To top it off, you leave home, bringing on an entirely new set of challenges that are brand new. (Within the first three months of being at college, my roommate had puked on my computer (and denied it), stolen a girlfriend, and eaten an entire care package without asking. There was no class in high school that had covered this curriculum!). They take on life responsibilities that they’ve never had to before, like doing their own laundry (Mold! Who knew that was a thing if you don’t dry right away?!). In short– the structure, content, and expectations for your life all change basically overnight with very little preparation.

When one adds the challenges of increasing levels of academic difficulty and underlying innate deficiencies like anxiety or learning differences, it should be little wonder that more than 30% of American Students don’t make it to sophomore year! That’s crazy. It’s a statistic that shocks me everytime I see it, especially given the amount of resources involved and what is at stake for so many of them. But considering the factors I’ve outlined above, should we really be shocked? (This is also a number that doesn’t account for the pandemic, which will have untold impact on attrition rates and college success numbers.)

Sadly, there is an attitude that seems sown into American ideology that once parents get their kids to 18 and off to college, they are ‘on their own.’ This ‘sink or swim’ attitude could come from our roots of puritanical austerity: that ‘pick yourself up by the bootstraps’ mentality. Unfortunately, while it seems on the surface like a sensible way to build character, the science just does not support this abrupt method as a means for success for an 18 year-old. For one, the prefrontal cortex, or higher function center of the brain that predicts outcomes, among other things, does not fully develop until later in life– mid to late 20s– especially with boys. (So when they think it’s wise to drive a golf cart with seven people standing on it uphill on a 60 degree embankment, that’s why…). For these late-bloomers, the ‘sink or swim method’ is disastrous, as the numbers suggest.

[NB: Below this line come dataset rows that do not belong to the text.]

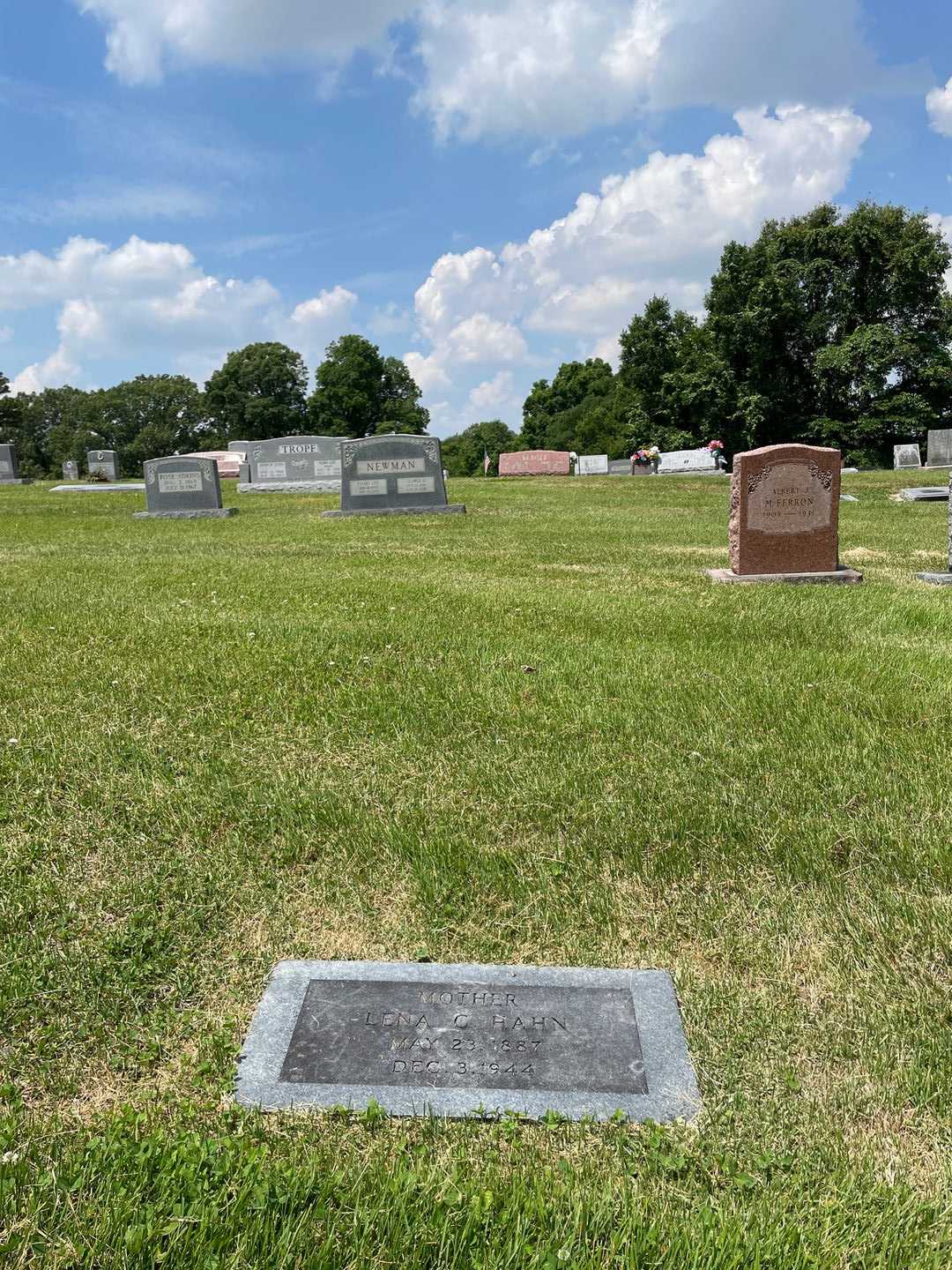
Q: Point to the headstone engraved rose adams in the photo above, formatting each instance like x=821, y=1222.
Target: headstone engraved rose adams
x=536, y=462
x=905, y=456
x=103, y=462
x=938, y=451
x=392, y=474
x=593, y=465
x=9, y=469
x=294, y=465
x=943, y=579
x=458, y=1039
x=183, y=488
x=785, y=517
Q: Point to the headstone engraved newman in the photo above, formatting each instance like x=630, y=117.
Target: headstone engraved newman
x=183, y=488
x=9, y=469
x=455, y=1039
x=103, y=462
x=938, y=452
x=296, y=465
x=943, y=579
x=392, y=474
x=785, y=517
x=905, y=456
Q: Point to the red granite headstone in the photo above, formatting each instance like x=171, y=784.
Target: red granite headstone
x=785, y=511
x=536, y=462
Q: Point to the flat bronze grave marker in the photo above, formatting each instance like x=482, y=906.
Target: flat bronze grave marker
x=460, y=1039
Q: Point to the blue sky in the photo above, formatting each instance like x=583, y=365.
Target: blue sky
x=482, y=187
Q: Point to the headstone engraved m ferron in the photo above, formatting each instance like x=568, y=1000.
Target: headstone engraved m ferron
x=457, y=1039
x=943, y=579
x=294, y=465
x=183, y=488
x=785, y=517
x=394, y=474
x=103, y=462
x=9, y=469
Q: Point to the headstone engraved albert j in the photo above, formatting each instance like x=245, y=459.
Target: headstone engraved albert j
x=943, y=579
x=785, y=517
x=9, y=469
x=294, y=465
x=455, y=1039
x=593, y=465
x=103, y=462
x=183, y=488
x=938, y=452
x=392, y=474
x=536, y=462
x=905, y=456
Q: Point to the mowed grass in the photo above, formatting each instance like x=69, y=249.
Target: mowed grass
x=534, y=735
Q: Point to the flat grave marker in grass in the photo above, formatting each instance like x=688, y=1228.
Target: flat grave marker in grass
x=183, y=488
x=785, y=517
x=294, y=465
x=460, y=1039
x=942, y=579
x=394, y=474
x=9, y=467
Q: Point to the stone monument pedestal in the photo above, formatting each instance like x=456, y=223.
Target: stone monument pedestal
x=843, y=576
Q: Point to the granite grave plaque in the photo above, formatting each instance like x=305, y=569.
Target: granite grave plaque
x=183, y=488
x=392, y=474
x=536, y=462
x=455, y=1039
x=297, y=465
x=785, y=517
x=942, y=579
x=905, y=456
x=103, y=462
x=9, y=467
x=938, y=451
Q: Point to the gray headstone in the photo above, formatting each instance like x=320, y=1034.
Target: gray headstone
x=938, y=452
x=905, y=456
x=9, y=467
x=392, y=474
x=103, y=461
x=593, y=465
x=294, y=464
x=456, y=1039
x=183, y=488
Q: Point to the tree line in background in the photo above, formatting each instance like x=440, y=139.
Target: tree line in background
x=260, y=392
x=829, y=328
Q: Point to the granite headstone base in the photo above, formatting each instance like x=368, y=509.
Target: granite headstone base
x=838, y=576
x=460, y=1041
x=206, y=513
x=457, y=508
x=290, y=487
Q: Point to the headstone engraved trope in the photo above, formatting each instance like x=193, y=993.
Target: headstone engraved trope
x=296, y=465
x=455, y=1039
x=785, y=517
x=905, y=456
x=392, y=474
x=942, y=579
x=183, y=488
x=103, y=462
x=536, y=462
x=9, y=467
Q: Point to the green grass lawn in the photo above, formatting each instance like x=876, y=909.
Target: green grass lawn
x=531, y=735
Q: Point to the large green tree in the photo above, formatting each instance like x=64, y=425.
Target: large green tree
x=358, y=392
x=259, y=392
x=834, y=328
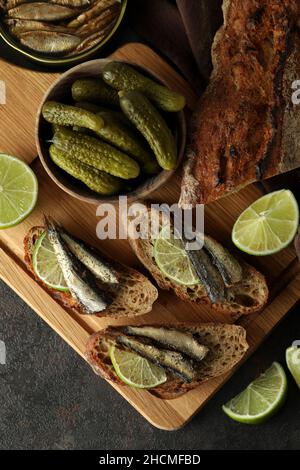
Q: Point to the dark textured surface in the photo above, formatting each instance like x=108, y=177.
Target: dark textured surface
x=50, y=399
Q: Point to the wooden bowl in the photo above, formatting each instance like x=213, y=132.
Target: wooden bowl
x=51, y=60
x=61, y=91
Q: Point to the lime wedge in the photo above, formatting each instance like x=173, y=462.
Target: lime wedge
x=171, y=258
x=261, y=399
x=134, y=370
x=268, y=225
x=18, y=191
x=293, y=362
x=46, y=266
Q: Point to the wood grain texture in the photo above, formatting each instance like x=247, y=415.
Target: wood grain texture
x=282, y=270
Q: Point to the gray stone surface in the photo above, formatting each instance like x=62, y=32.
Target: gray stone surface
x=50, y=399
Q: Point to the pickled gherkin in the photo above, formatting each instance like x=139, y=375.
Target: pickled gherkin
x=65, y=115
x=97, y=109
x=93, y=152
x=96, y=180
x=93, y=108
x=116, y=133
x=152, y=126
x=121, y=76
x=96, y=91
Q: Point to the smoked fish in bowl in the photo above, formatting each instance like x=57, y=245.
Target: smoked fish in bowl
x=59, y=32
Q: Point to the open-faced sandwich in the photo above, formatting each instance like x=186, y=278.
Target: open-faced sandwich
x=169, y=360
x=82, y=278
x=211, y=275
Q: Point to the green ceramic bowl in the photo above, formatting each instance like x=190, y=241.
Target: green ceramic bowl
x=52, y=60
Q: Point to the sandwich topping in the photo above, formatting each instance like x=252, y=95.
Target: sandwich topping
x=212, y=266
x=80, y=281
x=65, y=263
x=175, y=351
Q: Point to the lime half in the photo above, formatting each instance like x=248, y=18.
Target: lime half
x=172, y=259
x=268, y=225
x=18, y=191
x=136, y=371
x=46, y=266
x=293, y=362
x=261, y=399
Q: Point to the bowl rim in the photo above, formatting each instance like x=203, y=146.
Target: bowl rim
x=43, y=59
x=141, y=191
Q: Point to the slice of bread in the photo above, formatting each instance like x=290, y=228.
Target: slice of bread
x=245, y=297
x=226, y=343
x=134, y=294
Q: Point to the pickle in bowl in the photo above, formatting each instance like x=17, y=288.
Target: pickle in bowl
x=88, y=129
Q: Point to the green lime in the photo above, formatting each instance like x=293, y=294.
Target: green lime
x=46, y=266
x=172, y=259
x=134, y=370
x=18, y=191
x=261, y=399
x=293, y=362
x=268, y=225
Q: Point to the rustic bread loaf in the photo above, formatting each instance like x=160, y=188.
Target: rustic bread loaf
x=245, y=127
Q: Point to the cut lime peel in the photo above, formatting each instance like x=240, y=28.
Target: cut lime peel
x=138, y=361
x=59, y=287
x=34, y=192
x=258, y=418
x=293, y=362
x=243, y=226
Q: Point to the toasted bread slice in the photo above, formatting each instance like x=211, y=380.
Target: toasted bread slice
x=243, y=298
x=134, y=295
x=226, y=343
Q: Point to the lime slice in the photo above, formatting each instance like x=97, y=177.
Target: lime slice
x=261, y=399
x=18, y=191
x=171, y=258
x=46, y=266
x=293, y=362
x=268, y=225
x=134, y=370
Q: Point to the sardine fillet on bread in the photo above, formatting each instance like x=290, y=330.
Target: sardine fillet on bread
x=248, y=296
x=135, y=296
x=245, y=127
x=227, y=345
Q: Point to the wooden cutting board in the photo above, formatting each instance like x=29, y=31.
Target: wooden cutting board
x=24, y=90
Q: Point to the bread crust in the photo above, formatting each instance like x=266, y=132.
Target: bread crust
x=241, y=130
x=135, y=295
x=227, y=345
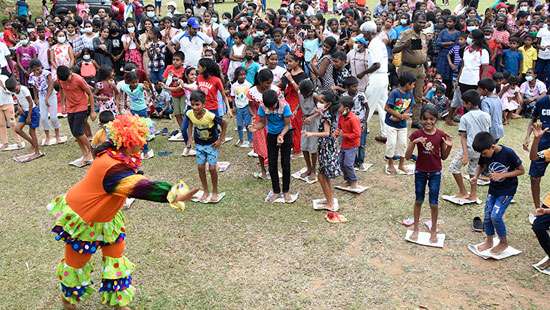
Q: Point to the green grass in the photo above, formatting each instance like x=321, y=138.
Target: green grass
x=244, y=253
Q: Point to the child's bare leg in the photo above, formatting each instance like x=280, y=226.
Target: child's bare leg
x=262, y=167
x=434, y=210
x=34, y=140
x=214, y=176
x=204, y=182
x=535, y=191
x=461, y=188
x=307, y=159
x=327, y=190
x=416, y=214
x=501, y=246
x=473, y=190
x=487, y=244
x=391, y=167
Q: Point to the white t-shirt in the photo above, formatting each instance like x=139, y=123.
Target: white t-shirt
x=239, y=91
x=544, y=35
x=192, y=47
x=4, y=51
x=472, y=61
x=5, y=96
x=22, y=97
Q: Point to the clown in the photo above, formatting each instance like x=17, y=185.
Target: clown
x=89, y=216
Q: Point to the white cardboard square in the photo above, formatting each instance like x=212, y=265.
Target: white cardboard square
x=510, y=251
x=459, y=201
x=199, y=194
x=320, y=204
x=352, y=190
x=367, y=167
x=293, y=198
x=424, y=239
x=542, y=261
x=298, y=175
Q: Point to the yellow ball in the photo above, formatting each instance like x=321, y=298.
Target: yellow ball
x=178, y=189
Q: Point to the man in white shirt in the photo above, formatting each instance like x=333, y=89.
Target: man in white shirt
x=378, y=82
x=543, y=62
x=192, y=42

We need to do better than this. This is a perfect storm that can be avoided by placing the right support structures around students matriculating to college and undergoing sixteen major life changes at once, particularly the most vulnerable among them: those with anxiety, depression, learning disabilities, EF function deficiencies, ADHD, and those who are simply reaching in terms of the difficulty of the academics. While some colleges have some limited support structures for tutoring or counseling, it’s frequently not nearly enough. I’ve found that providing a trusted mentor and academic resource to them in a very structured medium can make all the difference. They can go from googling “how to drop out of college” (true story) to pure straight-A’d proliferation with the right type of dedicated support in place. If I could, I would supply it to every college student beginning freshman year in the fall. We would drop attrition rates to virtually zero.

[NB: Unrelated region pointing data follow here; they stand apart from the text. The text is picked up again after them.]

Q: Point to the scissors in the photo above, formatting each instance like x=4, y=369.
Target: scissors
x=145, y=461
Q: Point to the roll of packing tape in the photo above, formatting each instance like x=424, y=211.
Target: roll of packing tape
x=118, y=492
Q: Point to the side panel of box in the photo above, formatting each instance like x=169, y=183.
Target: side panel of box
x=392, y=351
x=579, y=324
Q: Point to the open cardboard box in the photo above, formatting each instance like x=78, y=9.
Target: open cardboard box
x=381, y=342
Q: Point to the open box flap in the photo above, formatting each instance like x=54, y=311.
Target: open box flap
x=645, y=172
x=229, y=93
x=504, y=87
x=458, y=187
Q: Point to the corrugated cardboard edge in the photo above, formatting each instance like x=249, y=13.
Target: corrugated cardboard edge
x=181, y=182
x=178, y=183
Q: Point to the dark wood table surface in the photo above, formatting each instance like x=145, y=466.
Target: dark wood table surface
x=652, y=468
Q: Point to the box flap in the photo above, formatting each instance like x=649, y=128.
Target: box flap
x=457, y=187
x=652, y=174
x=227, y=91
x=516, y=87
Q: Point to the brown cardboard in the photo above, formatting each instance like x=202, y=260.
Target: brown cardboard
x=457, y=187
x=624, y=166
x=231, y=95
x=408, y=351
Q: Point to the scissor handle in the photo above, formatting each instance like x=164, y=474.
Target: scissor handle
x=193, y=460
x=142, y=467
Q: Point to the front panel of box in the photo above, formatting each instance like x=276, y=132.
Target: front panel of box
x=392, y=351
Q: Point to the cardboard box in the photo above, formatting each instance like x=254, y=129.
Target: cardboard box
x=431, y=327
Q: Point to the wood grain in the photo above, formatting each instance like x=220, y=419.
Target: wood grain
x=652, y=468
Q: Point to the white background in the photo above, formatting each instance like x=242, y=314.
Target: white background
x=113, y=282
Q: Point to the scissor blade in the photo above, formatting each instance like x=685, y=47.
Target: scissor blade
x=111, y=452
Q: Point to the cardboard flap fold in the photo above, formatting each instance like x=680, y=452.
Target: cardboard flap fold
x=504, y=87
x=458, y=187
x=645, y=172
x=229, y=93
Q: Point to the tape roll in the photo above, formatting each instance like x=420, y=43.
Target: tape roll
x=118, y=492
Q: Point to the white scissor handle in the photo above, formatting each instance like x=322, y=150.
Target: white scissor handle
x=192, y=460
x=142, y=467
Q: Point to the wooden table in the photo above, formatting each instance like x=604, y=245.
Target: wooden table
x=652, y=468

When I got to college for my first fall, I was more focused on the “extra-curricular experience” that came with the freedom of being away from home. I labored through the academics with last minute efforts, coasting on the head start I had achieved in high school. I hit a few rough patches, but somehow miraculously made it through, though hardly unscathed. But one girl I knew that lived down the hall got really sad for no apparent reason and dropped out. Another boy next door did too much acid, had a seizure and had to drop out from the after-effects. A third, whom I was supposed to room with the following year failed out. One girl I knew was even murdered under some questionable circumstances during our freshman year. These were all kids whose parents sent with the best intentions, provided with little support and asked to make it. I just can’t help thinking as I remember them that there is a better way.